Le Financial Times n’a pas été en mesure de vérifier les affirmations. De nombreux commentateurs en ligne ont fait valoir que le dernier scandale met en évidence à quel point des cas tels que celui de Xiao sont répandus, malgré les tentatives officielles de le présenter comme un incident isolé.
“Ce n’est pas seulement la douleur de Xiao Huamei, mais la douleur de nombreuses femmes et enfants qui ont été victimes de la traite”, a écrit un utilisateur de Weibo, qui a appelé à une augmentation des peines pour les trafiquants d’êtres humains.

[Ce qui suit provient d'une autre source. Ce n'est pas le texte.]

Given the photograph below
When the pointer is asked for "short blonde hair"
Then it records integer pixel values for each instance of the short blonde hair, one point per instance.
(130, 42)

La traite est interdite depuis longtemps par la loi chinoise. Mais ce n’est devenu une infraction pénale qu’en 1997, avec une peine pouvant aller jusqu’à trois ans de prison, ce qui, selon un juriste, était une peine plus légère que la peine pour vente d’une grenouille en voie de disparition.
De retour dans le comté de Feng, le mari de Xiao fait face à des accusations criminelles de trafic d’êtres humains. Trois hauts responsables, dont le chef du parti communiste local, ont été limogés pour leur rôle dans la crise des relations publiques.
Les deux révélations sur les femmes emprisonnées par leurs maris ont incité le puissant ministère chinois de la Sécurité publique la semaine dernière à annoncer une campagne nationale de 10 mois pour éradiquer les victimes de la traite des êtres humains.
“Les voix des femmes qui ont été victimes de la traite ne sont pas entendues”, a déclaré Lu, “mais parfois des preuves émergent qui les rendent impossibles à ignorer”.